Sur le long terme, l’IGF identifie cinq principales politiques à mettre en œuvre pour réussir le pari « Connecter le Prochain Milliard », celles-ci étant :
- Déployer des infrastructures : en construisant des backbones [5] nationaux, des points d’échange Internet, en libéralisant l’accès, en mettant en place des points d’accès Wifi, et en facilitant l’accès au spectre pour le développement de technologies mobiles large bande.
- Améliorer l’accessibilité : les services disponibles sur internet doivent être utilisables par les personnes qui se connectent. Ils doivent être disponibles dans leurs langues et refléter leurs réalités locales.
- Permettre l’expression des utilisateurs : l’utilisation des services disponibles en ligne ne doit pas être restreinte par les gérants des infrastructures. Internet doit rester ouvert.
- Baisser le prix de l’accès : la connexion à internet doit être abordable pour permettre à une masse critique d’aller en ligne.
- Mettre en œuvre des politiques appropriées : en développant un cadre réglementaire adéquat qui encourage l’investissement, l’innovation et l’initiative privée.
Dans la même logique que l’IGF, l’A4AL (Alliance for an Affordable Internet) a également indiqué quatre facteurs clés de succès pour tout gouvernement qui souhaite accroitre la connectivité Internet dans son pays :
- Développer l’infrastructure,
- Encourager la concurrence,
- Ouvrir l’accès et le partage d’infrastructures,
- Permettre l’accès au spectre.
L’accès à Internet offre des possibilités sans précédent de croissance économique dans les pays en voie de développement. Dans le monde rural qui concentre la majorité de la population pauvre, Internet peut contribuer à l’amélioration de l’éducation, à l’accès à la télémédecine et la fourniture d’informations pertinentes aux agriculteurs dans les zones reculées. Toutefois ces avantages liés à Internet ne peuvent se prévaloir que s’il est disponible, accessible et abordable pour toutes les populations de ces zones d’où la pertinence de l’initiative « Connecter le Prochain Milliard ».
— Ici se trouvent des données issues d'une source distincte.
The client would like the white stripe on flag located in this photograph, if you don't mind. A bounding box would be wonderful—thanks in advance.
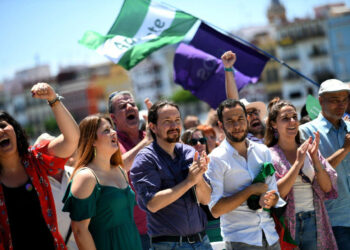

Ousmane NDIAYE, Ingénieur Télécom
ARTP
(source : ITMag, 14 décembre 2016)
[1] http://www3.weforum.org/docs/WEF_Internet_for_All_Framework_Accelerating_Internet_Access_Adoption_report_2016.pdf
[2] ECOSOC : Economic and Social Council.
[3] Chaque ballon, de quinze mètres de diamètre, flotte à une vingtaine de kilomètres d’altitude (soit deux fois plus haut que les avions de ligne) et peut, grâce à ses panneaux solaires, voler 187 jours soit de quoi faire neuf fois le tour du monde.
[4] Lorsqu’un opérateur propose un forfait limité en données, mais donnant accès à certains services « en illimité » non-décomptés du forfait, c’est ce qu’on appelle le zero rating.